Il quotidiano Avvenire ha riportato un articolo bello e tutto da leggere: Chi è Luciano Vassallo? Un eroe dimenticato del calcio africano, un capitano, come Girma, la “bandiera” di quella nazionale che riportò ad Addis Abeba l’unica Coppa d’Africa conquistata dall’Etiopia. Era nato ad Asmara, capitale del’Eritrea, allora facente parte dell’Etiopia e non stato indipendente.
«I ricordi mi fanno stare ancora male, ma questa storia vorrei tanto che arrivasse al cuore dei giovani etiopi e anche di quelli italiani…». Quella di Luciano è stata una giovinezza e un’esistenza tutta in salita. «Nostra madre Mebrak (“Luce” in italiano) ad Asmara mi mise al mondo nel 1935 e cinque anni dopo nacque il mio “fratellino” Italo», comincia il racconto in un italiano che conserva forte l’accento dell’«eritreo, cattolico apostolico e romano», dice orgoglioso. «Nostro padre, Vittorio Vassallo, era un ufficiale dell’esercito coloniale di Mussolini ma noi non lo abbiamo mai conosciuto. Di suo c’è rimasto solo il cognome. Così mamma, fra stenti e mille rinunce, ci ha cresciuti da sola povera donna. Gli etiopi ci consideravano dei “bastardi”. Con gli italiani era la stessa storia. Per via delle leggi razziali anche i coloniali ci trattavano con disprezzo. Eravamo additati come i “figli della colpa”. Sfottuti tutti i giorni, così in terza elementare ho abbandonato gli studi».
Quello che poi ha appreso e gli è servito nella vita glie l’ha insegnato la strada, dove cominciò presto a tirare calci ad un pallone fatto di stracci ed ha fatto carriera. La nazionale del ’62 era da record. «Eravamo una squadra fortissima come non si è più rivista in Etiopia. Io e Italo disputammo una Coppa d’Africa eccezionale e nella finale di Addis Abeba, vinta contro l’Egitto, due dei 4 gol (la gara finì 4-2) li segnammo noi, i fratelli Vassallo». Una rete del bomber Italo e una di Luciano, il capitano, il primo a salire sul palco delle autorità per ricevere la Coppa direttamente dalle mani dell’Imperatore Hailé Selassié. «Un grande uomo Selassié, fatto fuori dal regime militare, il terrorismo era scatenato da Menghistu Haile Mariam». Menghistu era anche il nome del calciatore che segnò il 4° gol nella finale della Coppa d’Africa del ’62. «E infatti per l’omonimia con quell’aguzzino, nell’albo ufficiale tutti e 4 i gol adesso risultano realizzati da Menghistu. Hanno cancellato i nostri nomi dalle statistiche dei marcatori». Luciano Vassallo a tutt’oggi invece sarebbe il calciatore con più presenze nella nazionale d’Etiopia. «Ho indossato quella maglia 104 volte e sono anche il miglior marcatore di sempre con 90 gol – ci tiene a precisare – Ero stato eletto anche miglior giocatore della Coppa d’Africa del ’68, ma anche quel riconoscimento non risulta più agli annali della federazione».

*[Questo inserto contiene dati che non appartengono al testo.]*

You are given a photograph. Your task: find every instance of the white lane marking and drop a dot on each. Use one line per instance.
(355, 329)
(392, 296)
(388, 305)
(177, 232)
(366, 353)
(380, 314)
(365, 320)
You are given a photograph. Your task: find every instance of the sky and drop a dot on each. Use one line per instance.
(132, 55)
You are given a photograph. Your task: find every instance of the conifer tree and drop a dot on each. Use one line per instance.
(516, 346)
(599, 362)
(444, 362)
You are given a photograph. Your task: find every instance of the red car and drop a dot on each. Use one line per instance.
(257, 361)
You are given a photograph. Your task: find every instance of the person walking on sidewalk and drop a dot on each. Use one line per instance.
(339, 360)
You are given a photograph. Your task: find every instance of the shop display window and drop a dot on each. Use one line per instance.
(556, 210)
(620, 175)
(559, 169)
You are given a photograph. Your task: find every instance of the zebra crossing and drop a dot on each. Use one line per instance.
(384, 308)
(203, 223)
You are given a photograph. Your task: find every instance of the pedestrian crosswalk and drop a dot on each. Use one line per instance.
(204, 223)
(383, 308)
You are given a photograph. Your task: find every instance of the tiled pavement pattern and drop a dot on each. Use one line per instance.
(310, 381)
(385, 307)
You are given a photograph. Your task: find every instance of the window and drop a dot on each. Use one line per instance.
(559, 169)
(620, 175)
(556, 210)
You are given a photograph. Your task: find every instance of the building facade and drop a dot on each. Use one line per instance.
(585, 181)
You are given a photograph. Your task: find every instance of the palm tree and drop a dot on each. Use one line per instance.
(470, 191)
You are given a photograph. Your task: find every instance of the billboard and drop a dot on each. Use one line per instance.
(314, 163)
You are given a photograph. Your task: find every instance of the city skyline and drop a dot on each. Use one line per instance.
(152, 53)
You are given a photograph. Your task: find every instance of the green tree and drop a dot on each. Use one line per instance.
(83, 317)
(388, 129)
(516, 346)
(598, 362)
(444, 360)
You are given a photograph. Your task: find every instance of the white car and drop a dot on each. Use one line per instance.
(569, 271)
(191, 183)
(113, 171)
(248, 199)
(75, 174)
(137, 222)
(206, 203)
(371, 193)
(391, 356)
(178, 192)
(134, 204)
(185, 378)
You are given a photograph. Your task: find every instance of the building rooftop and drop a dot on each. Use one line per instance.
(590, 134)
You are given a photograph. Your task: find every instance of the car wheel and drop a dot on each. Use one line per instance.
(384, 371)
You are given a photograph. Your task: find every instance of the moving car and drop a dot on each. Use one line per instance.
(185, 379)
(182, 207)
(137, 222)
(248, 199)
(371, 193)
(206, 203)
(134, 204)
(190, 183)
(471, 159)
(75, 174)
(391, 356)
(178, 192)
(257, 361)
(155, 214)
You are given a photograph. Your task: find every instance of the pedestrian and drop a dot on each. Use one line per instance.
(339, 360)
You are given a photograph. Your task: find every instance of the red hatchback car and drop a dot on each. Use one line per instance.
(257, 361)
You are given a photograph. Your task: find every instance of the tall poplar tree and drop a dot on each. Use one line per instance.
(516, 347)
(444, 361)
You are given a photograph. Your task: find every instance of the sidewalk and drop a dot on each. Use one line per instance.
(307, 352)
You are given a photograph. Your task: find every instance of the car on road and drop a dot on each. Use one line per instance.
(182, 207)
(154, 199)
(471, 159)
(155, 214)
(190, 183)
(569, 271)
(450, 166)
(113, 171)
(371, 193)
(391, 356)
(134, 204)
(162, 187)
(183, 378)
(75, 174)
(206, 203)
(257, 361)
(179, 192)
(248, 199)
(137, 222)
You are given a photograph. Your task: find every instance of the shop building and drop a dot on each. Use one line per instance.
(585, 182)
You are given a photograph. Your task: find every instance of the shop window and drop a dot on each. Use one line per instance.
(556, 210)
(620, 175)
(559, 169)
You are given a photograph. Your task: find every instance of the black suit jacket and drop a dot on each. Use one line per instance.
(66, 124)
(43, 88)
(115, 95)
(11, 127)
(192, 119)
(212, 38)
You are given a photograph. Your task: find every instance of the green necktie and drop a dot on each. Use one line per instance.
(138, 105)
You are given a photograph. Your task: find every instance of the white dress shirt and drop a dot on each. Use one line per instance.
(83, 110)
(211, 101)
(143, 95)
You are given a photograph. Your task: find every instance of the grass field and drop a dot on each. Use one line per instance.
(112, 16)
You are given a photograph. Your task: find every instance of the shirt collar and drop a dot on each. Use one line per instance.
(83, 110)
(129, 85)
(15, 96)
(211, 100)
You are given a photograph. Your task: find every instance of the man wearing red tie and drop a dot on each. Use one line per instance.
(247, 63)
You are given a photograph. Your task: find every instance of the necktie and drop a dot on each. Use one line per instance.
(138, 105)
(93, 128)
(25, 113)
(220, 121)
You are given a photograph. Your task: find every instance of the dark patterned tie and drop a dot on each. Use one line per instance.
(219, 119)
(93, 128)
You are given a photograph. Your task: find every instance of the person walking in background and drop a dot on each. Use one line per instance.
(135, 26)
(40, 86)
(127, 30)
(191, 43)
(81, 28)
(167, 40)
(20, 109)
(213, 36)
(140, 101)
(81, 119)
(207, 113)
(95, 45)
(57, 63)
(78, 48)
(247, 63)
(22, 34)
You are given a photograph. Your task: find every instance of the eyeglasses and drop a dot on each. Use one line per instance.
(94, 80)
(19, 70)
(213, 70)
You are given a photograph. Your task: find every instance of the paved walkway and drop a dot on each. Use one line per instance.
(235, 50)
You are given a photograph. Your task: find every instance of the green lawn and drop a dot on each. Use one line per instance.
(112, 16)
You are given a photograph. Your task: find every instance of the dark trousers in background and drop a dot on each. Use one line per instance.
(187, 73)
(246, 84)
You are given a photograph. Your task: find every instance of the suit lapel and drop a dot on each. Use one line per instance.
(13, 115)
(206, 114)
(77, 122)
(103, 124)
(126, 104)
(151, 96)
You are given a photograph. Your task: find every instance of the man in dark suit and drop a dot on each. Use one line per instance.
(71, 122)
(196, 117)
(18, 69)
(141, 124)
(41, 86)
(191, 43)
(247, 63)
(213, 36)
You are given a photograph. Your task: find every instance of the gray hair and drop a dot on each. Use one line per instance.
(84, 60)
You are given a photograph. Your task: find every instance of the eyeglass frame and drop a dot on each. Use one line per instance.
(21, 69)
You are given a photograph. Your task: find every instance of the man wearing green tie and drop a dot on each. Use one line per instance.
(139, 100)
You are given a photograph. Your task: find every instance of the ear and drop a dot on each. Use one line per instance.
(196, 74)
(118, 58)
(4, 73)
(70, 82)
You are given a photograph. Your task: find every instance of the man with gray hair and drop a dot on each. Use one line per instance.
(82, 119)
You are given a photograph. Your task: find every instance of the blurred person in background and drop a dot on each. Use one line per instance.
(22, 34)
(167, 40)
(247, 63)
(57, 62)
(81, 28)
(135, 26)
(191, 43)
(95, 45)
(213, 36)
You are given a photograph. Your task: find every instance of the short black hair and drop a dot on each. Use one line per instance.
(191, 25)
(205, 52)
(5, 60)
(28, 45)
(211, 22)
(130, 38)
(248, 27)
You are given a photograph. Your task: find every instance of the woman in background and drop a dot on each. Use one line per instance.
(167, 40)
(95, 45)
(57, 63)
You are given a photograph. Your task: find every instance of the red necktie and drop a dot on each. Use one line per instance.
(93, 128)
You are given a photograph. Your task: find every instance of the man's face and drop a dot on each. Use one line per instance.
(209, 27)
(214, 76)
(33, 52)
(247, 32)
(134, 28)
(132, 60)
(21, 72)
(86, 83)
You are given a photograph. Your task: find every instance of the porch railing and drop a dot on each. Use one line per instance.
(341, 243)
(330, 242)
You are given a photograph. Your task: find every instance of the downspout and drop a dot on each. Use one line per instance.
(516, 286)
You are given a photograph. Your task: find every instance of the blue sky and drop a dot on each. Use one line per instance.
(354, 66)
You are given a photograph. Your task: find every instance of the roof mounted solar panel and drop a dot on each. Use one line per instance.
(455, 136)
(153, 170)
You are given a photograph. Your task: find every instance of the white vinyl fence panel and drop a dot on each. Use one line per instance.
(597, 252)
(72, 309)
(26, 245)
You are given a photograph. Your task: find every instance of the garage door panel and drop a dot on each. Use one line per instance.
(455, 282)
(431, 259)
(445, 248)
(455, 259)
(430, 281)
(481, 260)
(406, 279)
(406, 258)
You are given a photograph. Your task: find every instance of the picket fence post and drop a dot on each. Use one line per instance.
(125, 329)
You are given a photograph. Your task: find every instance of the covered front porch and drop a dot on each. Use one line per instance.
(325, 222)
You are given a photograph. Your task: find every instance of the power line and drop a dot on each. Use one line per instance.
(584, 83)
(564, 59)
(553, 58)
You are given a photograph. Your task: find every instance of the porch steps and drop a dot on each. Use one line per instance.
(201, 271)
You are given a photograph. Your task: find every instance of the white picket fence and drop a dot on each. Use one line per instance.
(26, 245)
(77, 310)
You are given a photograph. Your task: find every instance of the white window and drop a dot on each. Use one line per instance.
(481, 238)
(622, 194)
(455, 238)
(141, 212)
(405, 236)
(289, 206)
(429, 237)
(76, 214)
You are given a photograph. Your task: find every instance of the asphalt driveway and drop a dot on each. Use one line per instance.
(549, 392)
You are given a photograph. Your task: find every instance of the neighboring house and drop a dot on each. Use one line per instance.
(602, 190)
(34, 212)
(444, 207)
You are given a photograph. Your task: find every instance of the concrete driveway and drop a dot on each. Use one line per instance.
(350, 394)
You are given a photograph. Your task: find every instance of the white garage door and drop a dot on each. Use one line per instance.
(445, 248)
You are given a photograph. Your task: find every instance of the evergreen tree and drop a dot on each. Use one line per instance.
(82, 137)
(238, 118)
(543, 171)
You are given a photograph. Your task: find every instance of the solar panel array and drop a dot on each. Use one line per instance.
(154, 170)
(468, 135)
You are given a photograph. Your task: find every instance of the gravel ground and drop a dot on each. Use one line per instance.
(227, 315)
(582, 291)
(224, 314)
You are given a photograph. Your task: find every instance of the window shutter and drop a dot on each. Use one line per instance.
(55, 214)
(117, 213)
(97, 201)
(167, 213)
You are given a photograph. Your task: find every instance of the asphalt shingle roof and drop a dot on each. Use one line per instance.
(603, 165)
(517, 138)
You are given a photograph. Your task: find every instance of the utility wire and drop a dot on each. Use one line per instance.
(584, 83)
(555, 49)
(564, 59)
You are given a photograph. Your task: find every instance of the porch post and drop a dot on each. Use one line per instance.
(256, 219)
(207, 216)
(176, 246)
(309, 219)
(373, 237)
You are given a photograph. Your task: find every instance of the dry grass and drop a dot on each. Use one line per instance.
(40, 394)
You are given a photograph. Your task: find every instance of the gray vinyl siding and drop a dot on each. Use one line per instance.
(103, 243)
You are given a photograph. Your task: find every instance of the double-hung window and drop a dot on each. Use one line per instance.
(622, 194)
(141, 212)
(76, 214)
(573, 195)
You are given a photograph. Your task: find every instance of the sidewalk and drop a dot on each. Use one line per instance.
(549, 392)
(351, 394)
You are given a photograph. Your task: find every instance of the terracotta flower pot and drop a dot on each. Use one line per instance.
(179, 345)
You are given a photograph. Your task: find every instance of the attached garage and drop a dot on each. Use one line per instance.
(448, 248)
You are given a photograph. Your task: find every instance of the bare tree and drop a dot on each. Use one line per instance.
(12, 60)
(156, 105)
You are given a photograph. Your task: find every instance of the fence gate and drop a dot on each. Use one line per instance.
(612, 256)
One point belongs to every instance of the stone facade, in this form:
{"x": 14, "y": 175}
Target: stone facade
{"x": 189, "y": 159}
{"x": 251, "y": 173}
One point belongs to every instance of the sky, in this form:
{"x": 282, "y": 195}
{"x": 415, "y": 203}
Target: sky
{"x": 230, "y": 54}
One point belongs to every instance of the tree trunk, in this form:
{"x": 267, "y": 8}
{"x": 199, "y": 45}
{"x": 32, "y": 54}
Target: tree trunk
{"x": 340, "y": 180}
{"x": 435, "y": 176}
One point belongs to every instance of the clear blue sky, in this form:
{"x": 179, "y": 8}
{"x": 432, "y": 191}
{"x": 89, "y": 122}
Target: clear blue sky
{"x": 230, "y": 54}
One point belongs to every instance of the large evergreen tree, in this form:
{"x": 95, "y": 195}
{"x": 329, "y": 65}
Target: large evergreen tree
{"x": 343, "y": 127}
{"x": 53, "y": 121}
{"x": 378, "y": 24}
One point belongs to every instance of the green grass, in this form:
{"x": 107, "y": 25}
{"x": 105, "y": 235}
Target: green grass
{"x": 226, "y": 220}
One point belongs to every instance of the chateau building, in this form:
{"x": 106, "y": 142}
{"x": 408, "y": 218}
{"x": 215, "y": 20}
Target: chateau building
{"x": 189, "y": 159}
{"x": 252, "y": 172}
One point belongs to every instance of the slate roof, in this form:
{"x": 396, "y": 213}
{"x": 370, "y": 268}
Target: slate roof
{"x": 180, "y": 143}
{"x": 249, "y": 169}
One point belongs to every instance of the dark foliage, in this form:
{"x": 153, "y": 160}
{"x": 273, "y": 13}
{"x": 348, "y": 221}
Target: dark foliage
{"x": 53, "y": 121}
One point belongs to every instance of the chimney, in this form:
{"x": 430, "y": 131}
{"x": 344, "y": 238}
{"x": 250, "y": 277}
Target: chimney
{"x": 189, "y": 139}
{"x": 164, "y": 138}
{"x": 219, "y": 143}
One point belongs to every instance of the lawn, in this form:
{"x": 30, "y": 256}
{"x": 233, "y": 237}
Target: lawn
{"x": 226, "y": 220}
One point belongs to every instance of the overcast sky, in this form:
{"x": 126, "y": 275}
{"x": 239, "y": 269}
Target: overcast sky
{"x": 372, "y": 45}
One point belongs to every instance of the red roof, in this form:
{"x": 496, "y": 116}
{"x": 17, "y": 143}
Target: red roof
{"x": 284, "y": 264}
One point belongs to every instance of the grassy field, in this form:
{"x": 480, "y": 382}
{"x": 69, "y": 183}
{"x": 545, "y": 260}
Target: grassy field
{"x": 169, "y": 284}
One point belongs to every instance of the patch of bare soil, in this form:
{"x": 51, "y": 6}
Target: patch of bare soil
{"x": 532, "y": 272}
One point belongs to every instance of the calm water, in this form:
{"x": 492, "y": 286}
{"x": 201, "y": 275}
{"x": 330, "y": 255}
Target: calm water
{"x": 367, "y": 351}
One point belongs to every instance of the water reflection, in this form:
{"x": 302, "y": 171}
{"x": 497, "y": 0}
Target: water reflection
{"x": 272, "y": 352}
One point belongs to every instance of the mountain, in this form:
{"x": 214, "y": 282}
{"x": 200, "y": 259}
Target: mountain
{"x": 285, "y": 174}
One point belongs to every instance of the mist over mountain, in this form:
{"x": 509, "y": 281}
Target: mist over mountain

Nel ’70 Luciano lascia per sempre il suo Paese, in modo rocambolesco attraversando il deserto, per venire in Italia: «Ero troppo vecchio per continuare a giocare, però sentivo di poter dare ancora qualcosa al calcio e così mi sono iscritto al corso per allenatori a Coverciano». Suoi compagni di corso erano Cesare Maldini, Luis Vinicio e Armando Picchi, i quali trovarono subito una panchina in Serie A, mentre l’eritreo Vassallo dovette accontentarsi di aprire una scuola calcio ad Ostia dove vive attualmente.
A lui è stato dedicato uno spettacolo teatrale intitolato La Stella d’Africa messo in scena a Milano al Nuovo Teatro Ariberto.